Our study used a correction factor to account for the possible urine volume loss during collection. The estimate of 3.6, along with its large variability, indicates the challenges and inaccuracy associated with urine collection in preterm neonates, particularly from diapers (issues like stool contamination, and remaining volume in the diaper, etc.). Still, thanks to the correction factor, we were able to quantify the individual loss and use information in the urine samples, such as the difference in the different metabolite amounts within a urine sample, and estimate the distribution volume of metabolites, achieving values similar to those reported by Cook et al. [9]. Nevertheless, the urine samples still showed higher amount variability that covered the possible covariate information. As a result, we made the assumption that the distribution volume of metabolites shared the same covariate relationship as PCM. Given that the bodyweight range in this study is not large, the impact of this assumption should be limited. However, no extrapolation of these results beyond the studied range in age and weight of these preterm neonates should be performed.

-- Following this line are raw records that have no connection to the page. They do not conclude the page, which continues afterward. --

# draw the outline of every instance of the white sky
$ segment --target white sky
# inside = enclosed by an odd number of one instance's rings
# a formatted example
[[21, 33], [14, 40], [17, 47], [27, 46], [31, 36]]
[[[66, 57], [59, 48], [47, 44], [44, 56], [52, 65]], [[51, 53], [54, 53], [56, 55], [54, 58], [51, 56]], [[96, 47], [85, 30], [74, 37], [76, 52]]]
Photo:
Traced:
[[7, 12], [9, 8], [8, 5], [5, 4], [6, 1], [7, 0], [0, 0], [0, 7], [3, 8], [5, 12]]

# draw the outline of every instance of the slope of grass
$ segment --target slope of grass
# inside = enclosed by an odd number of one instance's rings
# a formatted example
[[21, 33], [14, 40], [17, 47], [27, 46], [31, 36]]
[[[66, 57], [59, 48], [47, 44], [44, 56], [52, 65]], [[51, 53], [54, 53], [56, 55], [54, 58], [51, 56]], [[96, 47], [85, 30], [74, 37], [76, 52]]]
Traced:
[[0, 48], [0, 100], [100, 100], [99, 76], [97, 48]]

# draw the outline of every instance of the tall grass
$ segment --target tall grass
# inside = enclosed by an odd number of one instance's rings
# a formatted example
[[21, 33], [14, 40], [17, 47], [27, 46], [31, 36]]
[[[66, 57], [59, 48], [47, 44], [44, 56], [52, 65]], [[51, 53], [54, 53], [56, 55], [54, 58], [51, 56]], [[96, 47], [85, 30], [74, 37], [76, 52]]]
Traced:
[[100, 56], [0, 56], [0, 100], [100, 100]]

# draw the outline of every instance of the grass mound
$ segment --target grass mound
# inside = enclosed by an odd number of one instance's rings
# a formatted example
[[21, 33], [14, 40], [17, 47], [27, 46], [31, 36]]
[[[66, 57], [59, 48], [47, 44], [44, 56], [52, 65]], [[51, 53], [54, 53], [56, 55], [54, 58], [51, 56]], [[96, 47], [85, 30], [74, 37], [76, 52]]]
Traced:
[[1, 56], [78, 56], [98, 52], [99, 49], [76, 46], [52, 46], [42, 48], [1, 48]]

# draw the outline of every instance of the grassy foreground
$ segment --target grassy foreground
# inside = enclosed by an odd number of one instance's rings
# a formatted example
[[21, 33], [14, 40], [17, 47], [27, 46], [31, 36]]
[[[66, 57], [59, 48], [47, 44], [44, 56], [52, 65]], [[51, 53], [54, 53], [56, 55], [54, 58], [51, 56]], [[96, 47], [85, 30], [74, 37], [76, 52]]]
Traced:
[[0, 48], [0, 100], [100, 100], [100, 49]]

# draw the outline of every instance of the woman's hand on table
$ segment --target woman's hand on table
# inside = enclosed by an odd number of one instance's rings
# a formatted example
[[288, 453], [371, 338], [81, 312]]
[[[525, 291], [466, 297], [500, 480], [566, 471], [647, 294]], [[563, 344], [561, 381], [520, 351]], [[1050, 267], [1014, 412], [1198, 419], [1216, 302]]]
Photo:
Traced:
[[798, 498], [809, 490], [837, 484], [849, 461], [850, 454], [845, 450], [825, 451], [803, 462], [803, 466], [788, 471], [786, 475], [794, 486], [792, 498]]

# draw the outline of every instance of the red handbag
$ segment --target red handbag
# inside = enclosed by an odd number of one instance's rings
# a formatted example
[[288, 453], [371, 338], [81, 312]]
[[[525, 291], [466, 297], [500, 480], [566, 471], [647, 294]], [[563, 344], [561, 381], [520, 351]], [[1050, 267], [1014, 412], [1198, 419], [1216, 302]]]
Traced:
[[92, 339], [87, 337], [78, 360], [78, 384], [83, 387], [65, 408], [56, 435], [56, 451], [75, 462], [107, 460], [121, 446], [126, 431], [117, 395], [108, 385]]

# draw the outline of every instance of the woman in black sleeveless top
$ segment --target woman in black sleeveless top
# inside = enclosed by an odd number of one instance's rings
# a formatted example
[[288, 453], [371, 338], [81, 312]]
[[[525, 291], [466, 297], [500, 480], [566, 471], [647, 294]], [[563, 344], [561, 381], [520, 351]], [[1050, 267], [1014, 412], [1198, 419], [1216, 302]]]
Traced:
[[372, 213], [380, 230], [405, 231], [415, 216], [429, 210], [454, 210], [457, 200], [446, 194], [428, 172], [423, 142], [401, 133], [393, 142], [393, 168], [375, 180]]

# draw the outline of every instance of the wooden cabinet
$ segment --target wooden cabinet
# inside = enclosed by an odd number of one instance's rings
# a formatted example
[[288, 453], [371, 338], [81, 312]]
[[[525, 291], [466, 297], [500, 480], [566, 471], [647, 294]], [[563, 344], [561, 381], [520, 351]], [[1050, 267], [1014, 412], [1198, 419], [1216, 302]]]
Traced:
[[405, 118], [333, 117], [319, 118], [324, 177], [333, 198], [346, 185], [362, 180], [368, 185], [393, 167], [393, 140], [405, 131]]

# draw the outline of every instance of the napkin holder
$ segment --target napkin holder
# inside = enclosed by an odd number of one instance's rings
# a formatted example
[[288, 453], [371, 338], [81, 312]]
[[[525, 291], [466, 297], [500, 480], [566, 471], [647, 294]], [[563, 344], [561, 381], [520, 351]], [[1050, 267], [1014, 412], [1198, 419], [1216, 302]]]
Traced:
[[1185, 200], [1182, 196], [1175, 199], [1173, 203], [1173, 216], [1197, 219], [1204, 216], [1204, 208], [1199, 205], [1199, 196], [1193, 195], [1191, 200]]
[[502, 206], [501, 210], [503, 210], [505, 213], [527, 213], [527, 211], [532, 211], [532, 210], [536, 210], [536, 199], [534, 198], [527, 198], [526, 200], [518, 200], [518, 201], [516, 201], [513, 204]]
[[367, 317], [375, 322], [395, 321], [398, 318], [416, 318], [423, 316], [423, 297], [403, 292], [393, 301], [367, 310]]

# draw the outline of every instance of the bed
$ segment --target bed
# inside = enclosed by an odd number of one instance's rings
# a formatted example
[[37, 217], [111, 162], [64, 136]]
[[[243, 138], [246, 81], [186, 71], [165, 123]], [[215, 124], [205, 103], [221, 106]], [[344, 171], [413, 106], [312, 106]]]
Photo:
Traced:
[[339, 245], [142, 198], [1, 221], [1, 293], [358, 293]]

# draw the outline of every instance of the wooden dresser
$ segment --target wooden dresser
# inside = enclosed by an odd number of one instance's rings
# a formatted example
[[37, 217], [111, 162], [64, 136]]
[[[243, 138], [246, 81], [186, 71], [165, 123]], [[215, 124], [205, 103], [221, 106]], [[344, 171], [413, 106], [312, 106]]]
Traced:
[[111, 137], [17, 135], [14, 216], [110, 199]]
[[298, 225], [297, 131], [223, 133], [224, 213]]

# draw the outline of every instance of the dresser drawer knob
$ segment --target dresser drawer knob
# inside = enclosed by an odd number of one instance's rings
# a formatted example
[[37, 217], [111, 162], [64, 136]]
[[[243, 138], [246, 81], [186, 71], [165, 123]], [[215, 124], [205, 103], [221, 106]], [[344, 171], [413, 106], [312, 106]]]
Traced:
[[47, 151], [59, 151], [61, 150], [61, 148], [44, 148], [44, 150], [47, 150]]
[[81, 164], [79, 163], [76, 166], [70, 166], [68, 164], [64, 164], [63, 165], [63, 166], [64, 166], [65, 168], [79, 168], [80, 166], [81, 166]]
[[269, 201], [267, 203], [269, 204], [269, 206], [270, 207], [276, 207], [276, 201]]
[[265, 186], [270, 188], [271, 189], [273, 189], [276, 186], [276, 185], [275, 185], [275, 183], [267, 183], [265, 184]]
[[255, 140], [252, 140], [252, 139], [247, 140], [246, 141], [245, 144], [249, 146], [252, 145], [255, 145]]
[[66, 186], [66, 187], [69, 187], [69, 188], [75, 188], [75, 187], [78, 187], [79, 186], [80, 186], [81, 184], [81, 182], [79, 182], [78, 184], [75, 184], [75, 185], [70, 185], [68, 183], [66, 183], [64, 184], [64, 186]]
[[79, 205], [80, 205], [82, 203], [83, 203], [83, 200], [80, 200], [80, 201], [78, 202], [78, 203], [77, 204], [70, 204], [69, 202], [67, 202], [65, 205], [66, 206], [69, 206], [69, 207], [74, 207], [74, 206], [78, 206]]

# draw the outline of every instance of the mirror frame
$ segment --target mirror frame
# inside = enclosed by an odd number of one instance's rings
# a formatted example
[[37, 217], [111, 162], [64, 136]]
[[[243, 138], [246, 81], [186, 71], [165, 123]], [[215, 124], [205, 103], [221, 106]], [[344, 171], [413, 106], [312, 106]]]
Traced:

This is also related to one limitation of this study, which only described the PCM PK until first 30 days of life. In order to be able to provide dosing guideline after first month for this population, population PK studies with more data beyond this age and physiologically-based PK analysis can be implemented. In addition, large interindividual variability in the formation CL of glucuronidation and oxidation still exists that cannot solely be explained by maturational factors. Possible explanations like genetic polymorphisms, comorbidity and environmental factors [6, 43] are beyond the scope of this study.

Conclusions

In neonates born before 32 weeks of gestation, birthweight and PNA are important predictors for total PCM clearance and its glucuronidation, sulfation and oxidation. Total PCM CL increases with birthweight, with differences in fractions between the different pathways. After birth, there are considerable PNA related changes in the different elimination pathways, with significant increases in the absolute glucuronidation, oxidation and unchanged renal excretion CL of PCM, and modest increase in sulfation CL, resulting an increasing fraction of glucuronidation and oxidation, and a decreasing fraction of sulfation with PNA. Linear bodyweight-based dosing is not suitable to compensate for the large PNA-related maturation in these very immature preterm neonates when aiming to achieve similar PCM concentrations. Therefore, this study proposes a birthweight and PNA-based dosing regimen. Still, additional studies are needed to support the efficacy and long-term safety of this dosage.